README.md
In austenapigo/lotus: Host Specificity

lotus 0.9.0 (beta version)

I'm appreciative of constructive feedback before we push this R package to CRAN. Please create an issue on GitHub or email me (aapigo@ucsb.edu) if you have questions or suggestions.

This package is named lotus in recognition of Kamala (meaning 'lotus') Devi Harris, a longtime champion for gender equality and the first Black and Asian female Vice President of the United States.

Why use `lotus` and what does it do?

Host-symbiont relationships are ubiquitous throughout natural systems. Yet often times we have little to no information about the ecological or evolutionary context for many of the pairwise interactions between hosts and symbionts. We propose that host specificity, or the degree to which symbionts are restricted within a host community, provides a reasonable first step to understand the ecological and evolutionary limits to the symbiont niche. We developed this R package because we think these metrics are useful, but underutilized, and can be leveraged in many different systems to help answer questions about host specificity. See Poulin et al. 2011 (reference below) to read about the original coneceptualization of these metrics.

The purpose of lotus is to provide functions that: 1. Quantify host specificity metrics per symbiont 2. Relavitize these metrics to null host specificity models to account for variation in symbiont abundance 3. Visualize null expectations to observed host specificities within occupancy-abundance models

Host specificity exists on a continuum of phylogenetic, spatial and temporal scales. For example, a given symbiont could be restricted in the number of hosts it associates with whereas another symbiont could be restricted in the phylogenetic or geographic breadth of available hosts. We've further developed a framework originally proposed in host-parasite systems by Poulin et al. (2011) that considers how host specificity can vary in a number of different ways: - Structural specificity quantifies the most fundamental perspective of host specificity, a symbiont's presence and evenness of abundance among hosts. Structural specificity asks how many hosts does a given symbiont occupy? - Network specificity quantifies the 'strength' of host-symbiont interactions by accounting for all potential hosts a symbiont could occupy in a host community. Network specificity asks how host-specific is a given symbiont when weighted by all potential interactions that could occur? - Phylogenetic specificity quantifies host specificity relative to the phylogenetic scale of the hosts in a community. Phylogenetic specificity asks what is the phylogenetic breadth of the hosts that a given symbiont occupies? - Beta-specificity quantifies host specificity relative to host spatial or temporal scales. Beta-specificity asks how consistent is a given symbiont over a host's geographical range (e.g., across quadrats or sites) or through time (e.g., sampling periods)?
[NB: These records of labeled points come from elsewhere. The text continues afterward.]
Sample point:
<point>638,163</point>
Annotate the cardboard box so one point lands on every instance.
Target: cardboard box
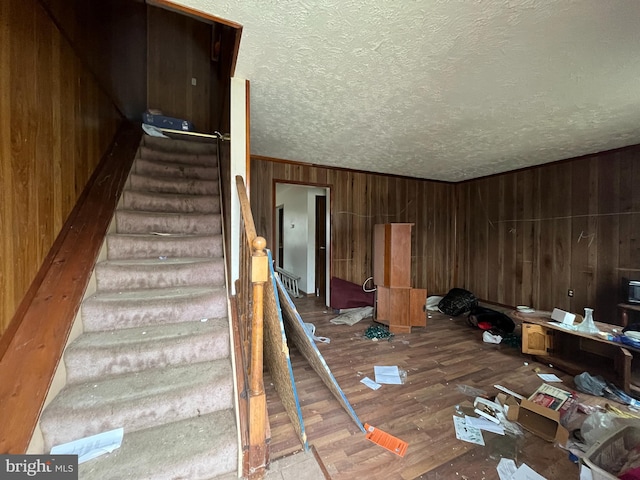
<point>539,420</point>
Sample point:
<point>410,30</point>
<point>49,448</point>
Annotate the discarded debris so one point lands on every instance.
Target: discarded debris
<point>378,332</point>
<point>91,447</point>
<point>370,383</point>
<point>385,440</point>
<point>390,375</point>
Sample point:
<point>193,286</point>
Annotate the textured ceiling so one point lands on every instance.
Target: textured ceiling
<point>443,90</point>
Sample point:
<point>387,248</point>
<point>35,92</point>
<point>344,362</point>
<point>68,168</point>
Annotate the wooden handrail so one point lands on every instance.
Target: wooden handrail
<point>254,273</point>
<point>40,328</point>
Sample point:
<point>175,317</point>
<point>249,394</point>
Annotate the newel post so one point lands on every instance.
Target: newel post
<point>258,453</point>
<point>259,275</point>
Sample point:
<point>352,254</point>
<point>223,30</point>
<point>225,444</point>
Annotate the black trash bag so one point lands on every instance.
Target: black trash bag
<point>499,321</point>
<point>457,302</point>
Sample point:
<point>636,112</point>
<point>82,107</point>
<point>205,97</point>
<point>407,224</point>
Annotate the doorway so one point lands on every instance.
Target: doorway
<point>302,233</point>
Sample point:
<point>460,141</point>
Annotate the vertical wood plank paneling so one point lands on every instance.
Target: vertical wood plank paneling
<point>524,237</point>
<point>607,244</point>
<point>582,269</point>
<point>560,184</point>
<point>6,192</point>
<point>494,264</point>
<point>573,225</point>
<point>360,200</point>
<point>55,124</point>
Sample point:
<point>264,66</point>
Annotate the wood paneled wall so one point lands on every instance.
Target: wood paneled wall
<point>55,124</point>
<point>520,238</point>
<point>528,237</point>
<point>359,201</point>
<point>179,50</point>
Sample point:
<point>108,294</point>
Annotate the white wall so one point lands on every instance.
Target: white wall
<point>299,230</point>
<point>238,121</point>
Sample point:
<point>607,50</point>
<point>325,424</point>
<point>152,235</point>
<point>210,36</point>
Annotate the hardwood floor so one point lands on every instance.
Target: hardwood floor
<point>437,358</point>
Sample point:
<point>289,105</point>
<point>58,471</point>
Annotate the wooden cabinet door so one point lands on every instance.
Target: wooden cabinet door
<point>382,305</point>
<point>536,339</point>
<point>418,310</point>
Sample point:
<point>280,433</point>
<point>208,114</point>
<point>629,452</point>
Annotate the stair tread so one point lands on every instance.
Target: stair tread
<point>126,338</point>
<point>135,296</point>
<point>137,400</point>
<point>97,355</point>
<point>150,262</point>
<point>136,386</point>
<point>198,448</point>
<point>151,166</point>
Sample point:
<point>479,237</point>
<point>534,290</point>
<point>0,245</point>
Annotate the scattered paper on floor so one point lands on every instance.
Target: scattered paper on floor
<point>525,472</point>
<point>387,375</point>
<point>91,447</point>
<point>466,432</point>
<point>484,424</point>
<point>549,377</point>
<point>370,383</point>
<point>506,468</point>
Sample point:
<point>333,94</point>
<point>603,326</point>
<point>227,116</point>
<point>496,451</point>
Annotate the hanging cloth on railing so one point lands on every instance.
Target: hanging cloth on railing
<point>311,329</point>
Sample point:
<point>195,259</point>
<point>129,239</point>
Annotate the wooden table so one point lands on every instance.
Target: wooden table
<point>576,352</point>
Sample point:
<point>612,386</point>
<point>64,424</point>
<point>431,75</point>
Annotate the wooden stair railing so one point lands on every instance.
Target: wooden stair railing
<point>32,346</point>
<point>253,274</point>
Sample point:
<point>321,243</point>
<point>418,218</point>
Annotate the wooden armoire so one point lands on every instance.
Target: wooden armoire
<point>397,304</point>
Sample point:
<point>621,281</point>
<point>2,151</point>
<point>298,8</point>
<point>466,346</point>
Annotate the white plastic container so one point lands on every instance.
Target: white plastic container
<point>607,456</point>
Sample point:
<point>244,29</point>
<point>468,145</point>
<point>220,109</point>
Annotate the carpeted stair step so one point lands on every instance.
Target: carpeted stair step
<point>176,203</point>
<point>137,401</point>
<point>201,448</point>
<point>132,221</point>
<point>203,159</point>
<point>97,355</point>
<point>160,168</point>
<point>139,308</point>
<point>188,186</point>
<point>119,275</point>
<point>126,246</point>
<point>178,146</point>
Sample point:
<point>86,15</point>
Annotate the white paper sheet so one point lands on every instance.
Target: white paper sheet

For each of these metrics, a narrower symbiont niche indicates higher host specificity.

Host Specificity Figure

Conceptual diagram of host specificity metrics represented by relationships between plants and endophytes. However, these metrics are useful for any host-symbiont of choice! Structural, network, phylogenetic and beta-specificity diagram depicting two endophytes (blue and grey shaded areas) occupying varying plant species (bryophyte, monilophyte, gymnosperm and angiosperm) across two sites (Sites A and B). Structural specificity (blue and grey shaded areas within solid lines) quantifies how endophytes vary in presence and evenness on hosts, the most fundamental feature of host-specific interactions. For example, Endophyte 1 (blue shade) occupies fewer plant species in Sites A and B (two plant species per site) relative to Endophyte 2 (four plant species in Site A and five hosts in Site B) and has higher structural specificity. Phylogenetic specificity (cladogram) quantifies host specificity in the context of plant evolutionary relatedness. Endophyte 1 occupies a phylogenetically narrower breadth of plant species in Sites A and B (gymnosperms only) relative to Endophyte 2 (angiosperm, bryophyte, gymnosperm and monilophyte) and has higher phylogenetic specificity. Network specificity (dashed lines) quantifies the strength of host-specific interactions by accounting for all potential hosts a symbiont could occupy in a host community. Endophyte 1 occupies a lower proportion of plants in Sites A and B (2/4 in Site A and 2/5 in Site B) relative to Endophyte 2 (4/4 in Site A and 5/5 in Site B) and has higher network specificity. In contrast to structural and phylogenetic specificity, beta-specificity (arrow between Sites A and B) quantifies how endophytes vary in the consistency of their specificity to plant species by geography (Krasnov et al. 2011) or time (not depicted). Endophyte 1 occupies the same set of hosts in Sites A and B and has higher beta-specificity, whereas Endophyte 2 occupies a more variable set of plant species across Sites A and B.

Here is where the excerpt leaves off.